Automating GPU cluster monitoring with Prometheus + custom alerts
We've been running a 12-node GPU farm (mostly RTX 4090s) on Hetzner and struggled with visibility into utilization patterns. Built a custom Prometheus exporter in Python that tracks:
- VRAM usage per GPU (not just overall)
- Temperature spikes (alerts if any GPU exceeds 80°C)
- Job queue depth in our Kubernetes cluster
Using AlertManager to send Slack notifications when a node drops below 50% util for >30min (means jobs are queuing). Reduced idle time by ~18% in the first week.
Anyone else doing this? Curious if there's a better approach than custom exporters. Considering moving to NVIDIA DCGM Exporter but haven't tested it yet.
Edited at 26 Mar 2026, 07:25
Nice setup. Have you considered adding power consumption metrics via IPMI or nvidia-smi's power draw? Idle time reduction is cool, but we found power costs were the actual bottleneck—some jobs were just inefficient, not queue depth. Also check the NVIDIA docs for sustained clocks vs thermal throttling: https://docs.nvidia.com/cuda/ might give you better tuning options beyond the 80°C threshold.
Good point! We're actually pulling power draw from nvidia-smi already, but haven't wired it into alerts yet. That's on the roadmap—curious what threshold you set for idle power warnings?

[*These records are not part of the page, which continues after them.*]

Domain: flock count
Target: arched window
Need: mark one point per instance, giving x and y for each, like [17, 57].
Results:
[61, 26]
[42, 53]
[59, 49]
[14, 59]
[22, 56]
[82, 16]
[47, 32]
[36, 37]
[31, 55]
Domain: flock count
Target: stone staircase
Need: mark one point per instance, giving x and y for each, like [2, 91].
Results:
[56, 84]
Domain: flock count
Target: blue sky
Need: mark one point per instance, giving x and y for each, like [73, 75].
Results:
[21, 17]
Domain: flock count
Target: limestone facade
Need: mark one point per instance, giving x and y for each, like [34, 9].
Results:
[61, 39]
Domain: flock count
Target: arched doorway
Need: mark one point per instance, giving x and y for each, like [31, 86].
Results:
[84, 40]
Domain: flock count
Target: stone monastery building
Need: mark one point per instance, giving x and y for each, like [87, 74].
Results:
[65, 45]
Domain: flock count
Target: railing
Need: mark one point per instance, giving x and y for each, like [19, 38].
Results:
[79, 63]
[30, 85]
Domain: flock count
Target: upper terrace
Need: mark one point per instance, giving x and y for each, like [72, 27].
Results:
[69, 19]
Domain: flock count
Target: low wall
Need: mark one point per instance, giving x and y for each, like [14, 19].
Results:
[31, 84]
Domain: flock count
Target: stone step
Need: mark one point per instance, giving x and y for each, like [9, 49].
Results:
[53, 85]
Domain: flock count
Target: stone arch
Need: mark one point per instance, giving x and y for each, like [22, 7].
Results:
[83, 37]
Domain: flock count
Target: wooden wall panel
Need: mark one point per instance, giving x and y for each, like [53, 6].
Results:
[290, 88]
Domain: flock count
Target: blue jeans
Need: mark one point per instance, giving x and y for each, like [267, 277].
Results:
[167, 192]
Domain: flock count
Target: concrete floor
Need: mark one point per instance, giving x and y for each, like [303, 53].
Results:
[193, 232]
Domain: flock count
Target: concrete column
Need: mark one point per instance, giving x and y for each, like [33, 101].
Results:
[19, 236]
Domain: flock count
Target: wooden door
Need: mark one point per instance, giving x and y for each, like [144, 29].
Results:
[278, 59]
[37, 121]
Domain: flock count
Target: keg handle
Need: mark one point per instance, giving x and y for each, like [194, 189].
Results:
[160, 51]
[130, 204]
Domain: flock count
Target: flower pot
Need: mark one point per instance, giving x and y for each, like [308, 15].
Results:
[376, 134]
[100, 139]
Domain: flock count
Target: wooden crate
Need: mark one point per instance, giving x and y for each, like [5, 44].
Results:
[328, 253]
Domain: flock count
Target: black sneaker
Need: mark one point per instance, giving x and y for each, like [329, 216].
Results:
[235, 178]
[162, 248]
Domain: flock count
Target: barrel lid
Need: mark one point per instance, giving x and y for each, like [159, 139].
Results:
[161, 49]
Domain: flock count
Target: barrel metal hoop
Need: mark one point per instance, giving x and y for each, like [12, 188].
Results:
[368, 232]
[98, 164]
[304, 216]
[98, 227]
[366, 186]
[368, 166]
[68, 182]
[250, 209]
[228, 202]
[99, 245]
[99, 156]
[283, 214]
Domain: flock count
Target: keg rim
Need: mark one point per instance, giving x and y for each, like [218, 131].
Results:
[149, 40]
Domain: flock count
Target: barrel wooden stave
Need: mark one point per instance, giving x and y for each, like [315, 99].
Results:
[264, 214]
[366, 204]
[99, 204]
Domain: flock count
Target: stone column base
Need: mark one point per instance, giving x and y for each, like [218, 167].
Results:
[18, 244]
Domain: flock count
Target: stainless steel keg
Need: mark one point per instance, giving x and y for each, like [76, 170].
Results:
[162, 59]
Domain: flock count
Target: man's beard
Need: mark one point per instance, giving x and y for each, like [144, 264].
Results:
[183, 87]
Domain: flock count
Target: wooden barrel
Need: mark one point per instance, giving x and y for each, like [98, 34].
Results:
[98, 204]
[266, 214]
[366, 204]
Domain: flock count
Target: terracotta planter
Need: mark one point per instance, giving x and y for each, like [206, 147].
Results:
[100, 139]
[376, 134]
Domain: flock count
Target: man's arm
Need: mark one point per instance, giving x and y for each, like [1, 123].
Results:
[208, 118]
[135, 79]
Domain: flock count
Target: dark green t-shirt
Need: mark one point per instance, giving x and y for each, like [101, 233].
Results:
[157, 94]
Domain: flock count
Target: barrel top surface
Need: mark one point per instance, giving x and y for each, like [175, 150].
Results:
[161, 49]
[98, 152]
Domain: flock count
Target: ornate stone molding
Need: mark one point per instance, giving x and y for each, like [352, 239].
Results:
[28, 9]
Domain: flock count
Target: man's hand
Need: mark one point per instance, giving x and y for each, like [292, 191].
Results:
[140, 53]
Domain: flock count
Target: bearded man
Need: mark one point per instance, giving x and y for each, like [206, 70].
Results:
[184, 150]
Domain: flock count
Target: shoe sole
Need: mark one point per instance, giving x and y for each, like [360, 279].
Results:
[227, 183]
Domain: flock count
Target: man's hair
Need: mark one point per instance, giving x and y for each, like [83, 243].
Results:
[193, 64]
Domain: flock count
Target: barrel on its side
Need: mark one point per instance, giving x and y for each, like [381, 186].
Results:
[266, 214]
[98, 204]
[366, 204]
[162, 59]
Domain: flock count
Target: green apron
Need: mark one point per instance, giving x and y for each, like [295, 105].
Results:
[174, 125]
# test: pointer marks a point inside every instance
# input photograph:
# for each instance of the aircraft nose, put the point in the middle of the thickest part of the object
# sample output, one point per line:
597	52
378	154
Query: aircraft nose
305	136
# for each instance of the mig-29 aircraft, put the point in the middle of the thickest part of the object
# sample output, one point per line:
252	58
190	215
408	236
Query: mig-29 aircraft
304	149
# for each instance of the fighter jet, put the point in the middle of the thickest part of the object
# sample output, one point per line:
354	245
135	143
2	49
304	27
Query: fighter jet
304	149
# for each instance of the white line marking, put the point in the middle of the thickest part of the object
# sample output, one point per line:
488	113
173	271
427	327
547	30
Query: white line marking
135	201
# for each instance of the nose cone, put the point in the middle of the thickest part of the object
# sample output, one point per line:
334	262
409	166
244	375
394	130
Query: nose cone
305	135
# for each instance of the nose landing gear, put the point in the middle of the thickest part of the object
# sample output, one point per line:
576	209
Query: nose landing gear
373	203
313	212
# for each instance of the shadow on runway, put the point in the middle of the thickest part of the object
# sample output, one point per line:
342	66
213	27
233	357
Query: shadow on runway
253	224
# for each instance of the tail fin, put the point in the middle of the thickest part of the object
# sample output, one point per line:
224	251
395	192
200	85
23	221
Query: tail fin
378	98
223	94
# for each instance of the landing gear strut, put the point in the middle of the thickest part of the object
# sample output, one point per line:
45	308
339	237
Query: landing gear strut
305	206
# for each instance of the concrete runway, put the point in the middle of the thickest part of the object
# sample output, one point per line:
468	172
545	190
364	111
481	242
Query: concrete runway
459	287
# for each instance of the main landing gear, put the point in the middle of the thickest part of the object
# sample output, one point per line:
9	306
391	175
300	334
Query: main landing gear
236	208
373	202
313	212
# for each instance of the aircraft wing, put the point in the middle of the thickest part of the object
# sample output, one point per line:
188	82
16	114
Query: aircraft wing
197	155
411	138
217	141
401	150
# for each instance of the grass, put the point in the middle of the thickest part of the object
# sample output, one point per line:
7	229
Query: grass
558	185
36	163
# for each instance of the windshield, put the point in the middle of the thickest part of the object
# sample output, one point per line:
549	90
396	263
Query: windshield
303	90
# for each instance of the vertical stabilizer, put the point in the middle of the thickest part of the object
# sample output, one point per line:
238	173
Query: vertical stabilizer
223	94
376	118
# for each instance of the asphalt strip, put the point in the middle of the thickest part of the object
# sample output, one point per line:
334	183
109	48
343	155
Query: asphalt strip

Have you looked into DCGM (Data Center GPU Manager) instead of rolling your own nvidia-smi parser? It handles thermal throttling prediction and can feed directly into Prometheus via the official exporter. Might catch issues before they hit your 80°C threshold.
DCGM is solid, but honestly the custom exporter gives you way more control over what you alert on—worth the extra maintenance IMO.
18% idle reduction is solid. We added job priority weighting to our queue and saw similar gains—worth exploring if you haven't.